Bottom line: Tread with caution here. It makes sense that pounding on an empty tank won’t do much. But this study doesn’t exactly prove this. Only the vital signs measurements were significantly different. All other results are just trends in this very small study. And finally, dogs are (obviously) different than people, in their physiology and their chest wall shape. This can certainly make a difference, and does not mean that we should abandon CPR in humans in hemorrhagic shock.

Reference: Utility of CPR in hemorrhagic shock, a dog model. EAST 2016 Oral abstract #8, resident research competition.

Does Initial Hematocrit Predict Shock?

Everything you know is WRONG!

The classic textbook teaching is that trauma patients bleed whole blood. And that if you measure the hematocrit (or hemoglobin) on arrival, it will approximate their baseline value because not enough time has passed for equilibration and hemodilution. As I’ve said before, you’ve got to be willing to question dogma!

The trauma group at Ryder in Miami took a good look at this assumption. They drew initial labs on all patients requiring emergency surgery within 4 hours of presentation to the trauma center. They also estimated blood loss in the resuscitation room and OR and compared it to the initial hematocrit. They also compared the hematocrit to the amount of crystalloid and blood transfused in those areas.

Patients with lower initial hematocrits had significantly higher blood loss and fluid and blood replacement during the initial treatment period. Some of this effect may be due to the fact that blood loss was underestimated, or that prehospital IV fluids diluted the patient’s blood counts. However, this study appears sound and should prompt us to question the “facts” we hear every day.

Bottom line: Starling was right! Fluid shifts occur rapidly, and initial hematocrit or hemoglobin may very well reflect the volume status of patients who are bleeding rapidly. If the blood counts you obtain in the resuscitation room come back low, believe it! You must presume your patient is bleeding to death until proven otherwise.

Reference: Initial hematocrit in trauma: A paradigm shift? J Trauma 72(1):54-60, 2012.

Clinical Tip: The Flat Vena Cava in Blunt Trauma

Trauma patients who are hypotensive in the Emergency Department can only be transported to one of two places: the operating room or the morgue. With rare exception, they should never be taken outside the department (e.g. CT scan) because of the fear that they may arrest in an area that is not conducive to efficient resuscitation.

Sometimes patients are initially stable but decompensate later. Since most stable blunt trauma patients end up in CT scan, perhaps there is some telltale sign that can predict later deterioration. A recent Japanese paper looked at the “flatness” of the inferior vena cava as seen on the abdominal CT scan as a predictor of hemodynamic decompensation in the first 24 hours.
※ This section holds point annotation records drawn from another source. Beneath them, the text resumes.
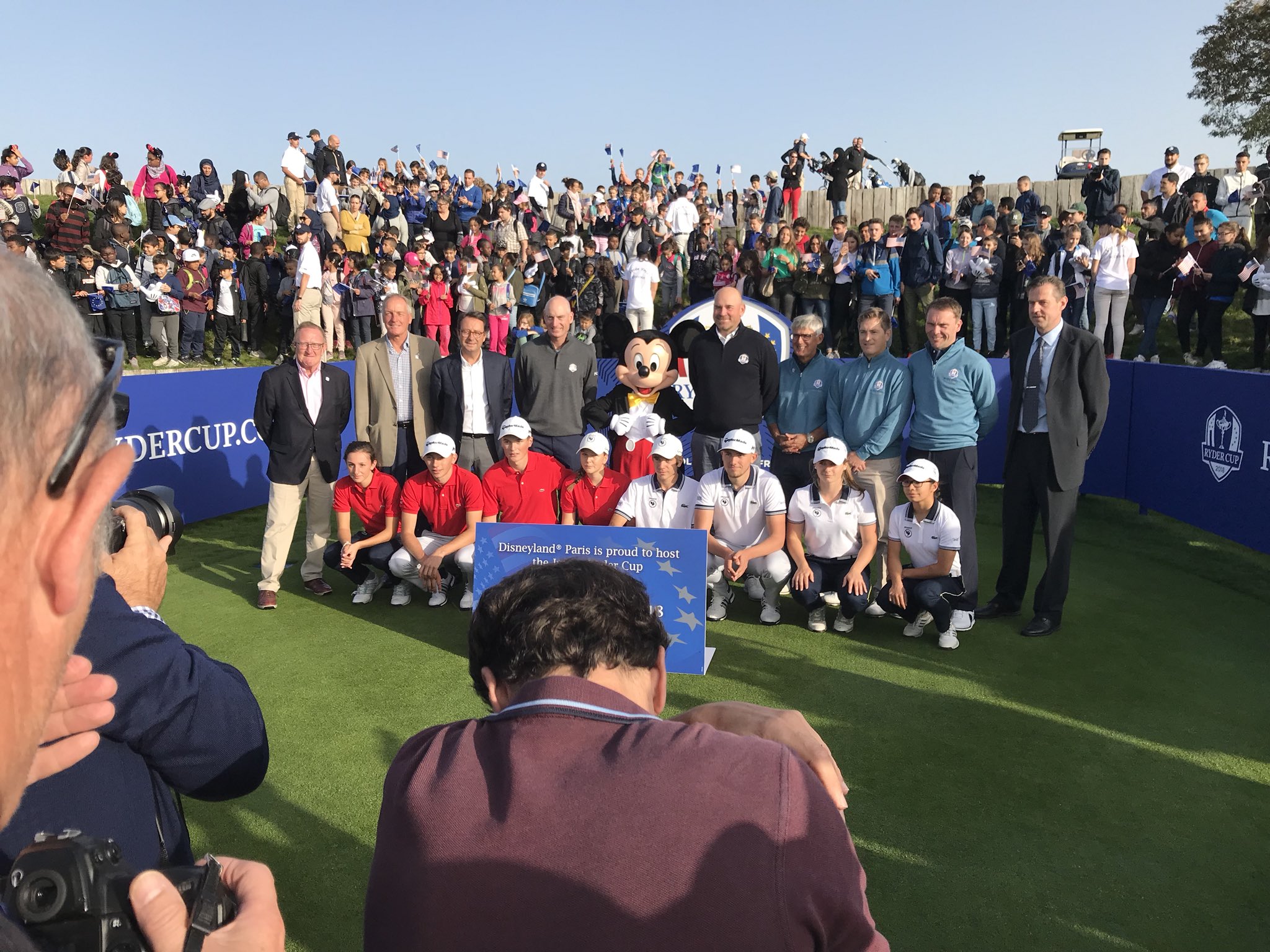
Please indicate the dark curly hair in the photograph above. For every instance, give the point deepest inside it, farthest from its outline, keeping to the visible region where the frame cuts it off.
(575, 614)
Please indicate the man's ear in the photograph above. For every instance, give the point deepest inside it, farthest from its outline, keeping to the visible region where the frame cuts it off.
(659, 683)
(498, 694)
(64, 550)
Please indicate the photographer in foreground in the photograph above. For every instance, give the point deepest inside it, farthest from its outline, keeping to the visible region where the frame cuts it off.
(595, 823)
(58, 475)
(182, 720)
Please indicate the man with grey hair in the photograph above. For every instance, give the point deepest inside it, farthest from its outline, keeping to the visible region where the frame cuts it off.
(301, 409)
(797, 419)
(58, 477)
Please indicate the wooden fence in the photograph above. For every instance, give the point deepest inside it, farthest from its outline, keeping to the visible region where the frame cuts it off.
(884, 202)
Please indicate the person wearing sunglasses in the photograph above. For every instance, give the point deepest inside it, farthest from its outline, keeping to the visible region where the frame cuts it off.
(63, 475)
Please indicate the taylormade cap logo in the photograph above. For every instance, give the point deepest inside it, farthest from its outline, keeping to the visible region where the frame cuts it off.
(1223, 438)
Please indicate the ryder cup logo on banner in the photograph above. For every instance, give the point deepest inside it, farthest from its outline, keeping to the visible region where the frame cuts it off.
(158, 444)
(1223, 436)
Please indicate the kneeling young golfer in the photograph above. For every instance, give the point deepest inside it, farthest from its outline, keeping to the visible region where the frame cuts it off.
(450, 499)
(931, 535)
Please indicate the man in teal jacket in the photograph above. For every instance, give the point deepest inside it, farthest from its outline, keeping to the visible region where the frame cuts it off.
(868, 408)
(954, 407)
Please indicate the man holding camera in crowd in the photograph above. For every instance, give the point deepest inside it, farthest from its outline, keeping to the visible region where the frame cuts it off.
(69, 470)
(572, 660)
(1101, 188)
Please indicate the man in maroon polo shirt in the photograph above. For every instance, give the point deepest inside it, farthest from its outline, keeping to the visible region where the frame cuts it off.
(373, 494)
(522, 487)
(573, 818)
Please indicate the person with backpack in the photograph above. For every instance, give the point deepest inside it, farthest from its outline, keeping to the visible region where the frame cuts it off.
(120, 284)
(921, 262)
(193, 306)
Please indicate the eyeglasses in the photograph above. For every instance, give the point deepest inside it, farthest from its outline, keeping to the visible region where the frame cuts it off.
(111, 352)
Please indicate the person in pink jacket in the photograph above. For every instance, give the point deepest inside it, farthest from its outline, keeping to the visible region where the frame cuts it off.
(151, 174)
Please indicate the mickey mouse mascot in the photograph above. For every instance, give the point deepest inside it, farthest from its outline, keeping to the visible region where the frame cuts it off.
(643, 405)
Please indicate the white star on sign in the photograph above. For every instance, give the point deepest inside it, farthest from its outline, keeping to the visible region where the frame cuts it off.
(690, 620)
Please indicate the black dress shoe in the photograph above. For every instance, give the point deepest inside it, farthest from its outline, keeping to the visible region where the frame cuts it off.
(996, 610)
(1041, 625)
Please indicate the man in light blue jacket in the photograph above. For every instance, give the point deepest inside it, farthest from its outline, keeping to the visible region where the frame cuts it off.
(954, 407)
(869, 404)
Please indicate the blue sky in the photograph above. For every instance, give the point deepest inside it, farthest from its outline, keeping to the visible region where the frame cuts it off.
(950, 89)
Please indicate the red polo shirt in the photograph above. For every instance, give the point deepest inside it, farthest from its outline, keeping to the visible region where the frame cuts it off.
(445, 507)
(523, 496)
(593, 506)
(374, 505)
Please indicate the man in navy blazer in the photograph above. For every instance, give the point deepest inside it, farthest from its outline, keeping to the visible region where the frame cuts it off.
(301, 409)
(1059, 404)
(473, 420)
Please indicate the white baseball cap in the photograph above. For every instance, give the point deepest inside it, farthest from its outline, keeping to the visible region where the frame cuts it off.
(921, 471)
(440, 443)
(515, 427)
(595, 442)
(832, 450)
(667, 446)
(739, 442)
A small cohort of 114 patients was used in this prospective study. The vena cava was evaluated at the level of the renal veins. The flatness of the IVC was determined by dividing the transverse diameter by the anteroposterior (AP) diameter. A flat IVC was defined as a transverse to AP diameter ratio of more than 4:1. The ratio in normal patients was about 2:1. See the figure for details.
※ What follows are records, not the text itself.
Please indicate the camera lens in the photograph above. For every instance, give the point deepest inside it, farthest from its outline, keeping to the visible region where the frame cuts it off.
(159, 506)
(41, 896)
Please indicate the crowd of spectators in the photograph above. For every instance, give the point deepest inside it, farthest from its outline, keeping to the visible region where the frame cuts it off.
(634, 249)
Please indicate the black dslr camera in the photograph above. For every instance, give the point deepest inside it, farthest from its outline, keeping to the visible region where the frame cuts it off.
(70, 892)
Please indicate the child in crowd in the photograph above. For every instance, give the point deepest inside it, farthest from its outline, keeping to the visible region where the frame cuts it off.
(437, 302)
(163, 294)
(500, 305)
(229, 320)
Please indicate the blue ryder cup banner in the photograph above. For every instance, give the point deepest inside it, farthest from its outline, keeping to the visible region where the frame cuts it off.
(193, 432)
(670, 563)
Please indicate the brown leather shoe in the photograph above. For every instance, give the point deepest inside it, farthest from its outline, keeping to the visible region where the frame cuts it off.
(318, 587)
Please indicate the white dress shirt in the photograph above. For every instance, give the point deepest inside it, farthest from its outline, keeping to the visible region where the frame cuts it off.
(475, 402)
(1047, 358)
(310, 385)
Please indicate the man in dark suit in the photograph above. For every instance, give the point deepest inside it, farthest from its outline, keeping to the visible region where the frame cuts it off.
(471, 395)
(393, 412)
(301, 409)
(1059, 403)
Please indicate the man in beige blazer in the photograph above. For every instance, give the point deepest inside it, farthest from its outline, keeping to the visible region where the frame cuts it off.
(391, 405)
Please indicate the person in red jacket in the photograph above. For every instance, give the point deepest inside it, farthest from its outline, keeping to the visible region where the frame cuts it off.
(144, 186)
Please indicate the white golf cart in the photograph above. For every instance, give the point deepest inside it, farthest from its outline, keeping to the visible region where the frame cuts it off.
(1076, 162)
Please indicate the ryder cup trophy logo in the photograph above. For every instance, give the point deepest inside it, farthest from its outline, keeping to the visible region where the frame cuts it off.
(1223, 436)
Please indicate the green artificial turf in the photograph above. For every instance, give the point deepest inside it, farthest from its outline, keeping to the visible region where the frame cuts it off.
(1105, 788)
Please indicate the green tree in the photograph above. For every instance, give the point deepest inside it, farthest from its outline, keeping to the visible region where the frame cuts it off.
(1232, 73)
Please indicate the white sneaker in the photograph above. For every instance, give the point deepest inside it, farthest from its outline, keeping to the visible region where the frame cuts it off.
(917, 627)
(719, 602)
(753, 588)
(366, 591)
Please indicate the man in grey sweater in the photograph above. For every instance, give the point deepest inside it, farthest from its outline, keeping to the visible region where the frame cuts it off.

Patients who had a flat IVC required significantly more blood transfusions, crystalloid infusions within 2 hours of admission, and were more likely to proceed to the OR within the first 24 hours of their hospital stay.

Bottom Line: Assuming that you are only taking stable blunt trauma patients to CT, the incidental finding of a flat vena cava should increase your paranoia levels and lower your threshold for ordering blood and getting the trauma surgeons involved. 

Reference: Predictive value of a flat inferior vena cava on initial computed tomography for hemodynamic deteroration in patients with blunt torso trauma. J Trauma 69(6):1398-1402, 2010.